Role of Nanosized Rotational Vortices in Cold Deformation of Metallic Glasses by the Example of Alloy Vit105

Abstract

The experimental data on the deformation of amorphous alloy Vit105 (Zr_52.5Cu_17.9Al₁₀Ni_14.6Ti₅) and its molecular dynamics simulation gave birth to new ideas about the mechanism of plastic deformation of disordered structures. A special method of torsion under hydrostatic pressure allows forming a developed deformation relief on the surface of polished specimens. Inspection of the relief points to the formation of shear bands on the surface, which can merge or branch, freely intersect or be arrested by an obstacle, forming a delta of small shear bands. Simulations based on the Morse pair potential made it possible to build a two-dimensional amorphous model and study its deformation at the atomic level. Under loading, material parts are displaced due to the appearance of atomic-scale vortices in the shear band layer by means of free volume, which is a structural feature of amorphous materials.
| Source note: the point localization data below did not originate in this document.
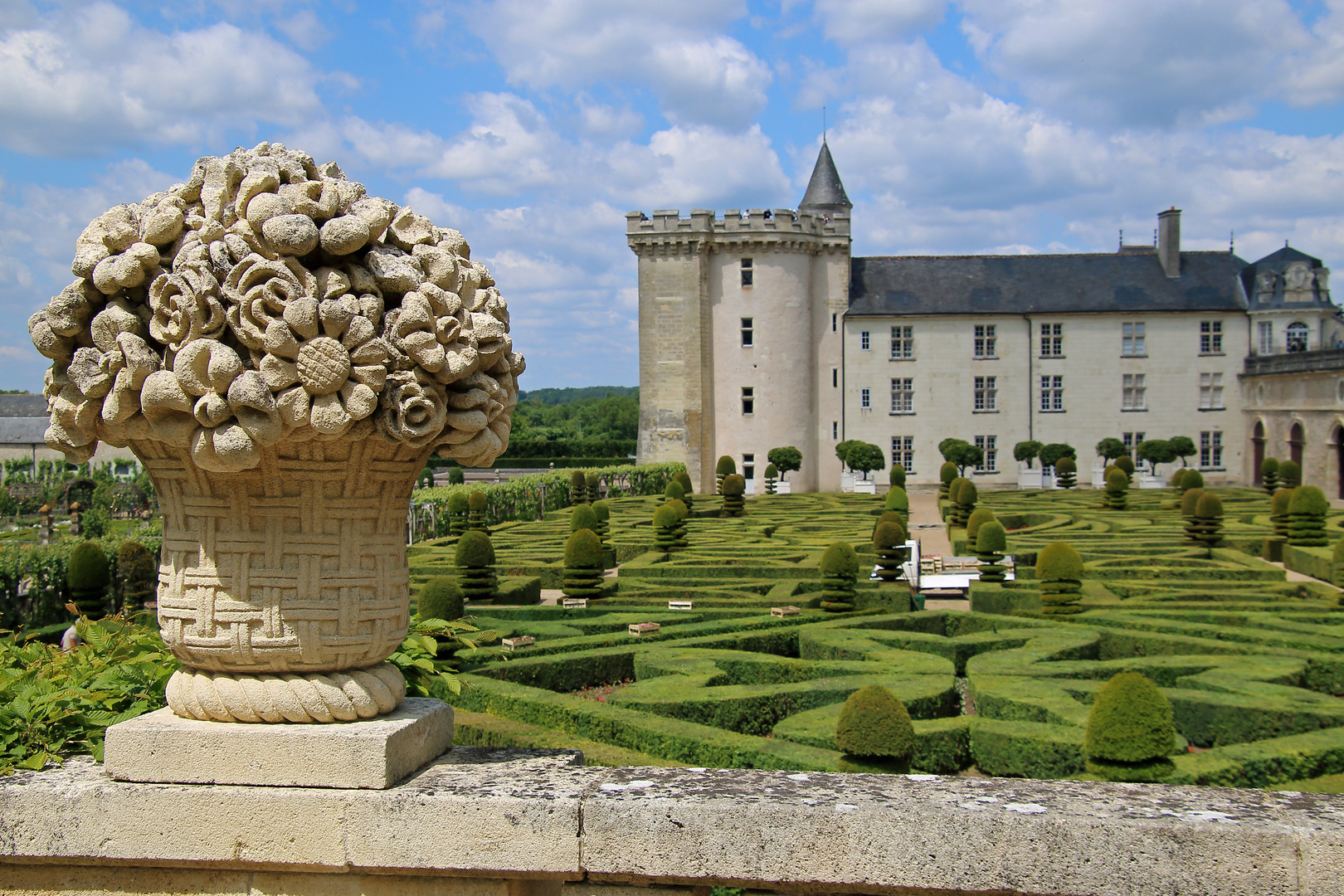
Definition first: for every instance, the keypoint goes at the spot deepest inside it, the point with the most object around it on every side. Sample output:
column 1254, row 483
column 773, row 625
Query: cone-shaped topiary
column 582, row 566
column 1131, row 730
column 724, row 466
column 1118, row 489
column 991, row 543
column 1269, row 475
column 139, row 574
column 977, row 518
column 839, row 570
column 475, row 561
column 88, row 577
column 889, row 543
column 1207, row 527
column 1278, row 511
column 578, row 488
column 440, row 598
column 476, row 512
column 1059, row 568
column 1307, row 518
column 734, row 486
column 947, row 473
column 683, row 479
column 874, row 724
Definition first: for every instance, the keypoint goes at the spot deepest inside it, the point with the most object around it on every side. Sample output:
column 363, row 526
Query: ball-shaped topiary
column 734, row 489
column 1131, row 730
column 874, row 723
column 839, row 571
column 475, row 562
column 582, row 566
column 1307, row 518
column 1066, row 473
column 139, row 574
column 1059, row 568
column 88, row 577
column 991, row 543
column 440, row 598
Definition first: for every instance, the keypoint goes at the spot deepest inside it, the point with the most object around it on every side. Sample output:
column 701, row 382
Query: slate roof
column 1043, row 284
column 825, row 192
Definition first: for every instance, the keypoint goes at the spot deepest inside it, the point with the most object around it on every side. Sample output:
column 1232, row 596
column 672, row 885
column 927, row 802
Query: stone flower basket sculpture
column 283, row 353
A vortex causes redistribution of stress fields, which, when added to external stresses, are capable of activating similar vortices in the neighboring zones of the material, both in the direction of the applied stresses and along the vortex axis. In the latter case, a vortex tube is formed, which acts by the tornado mechanism. Shear is induced by the tube motion in the direction of principle shear stresses, and traces on the specimen surface are made by its screw component. An increase in the number of vortex tubes and their interaction causes a deformation band. Though playing the role of dislocations, vortex tubes are independent of specific crystalline planes and can move in arbitrary directions. This explains the experimentally observed features of deformation of amorphous alloys.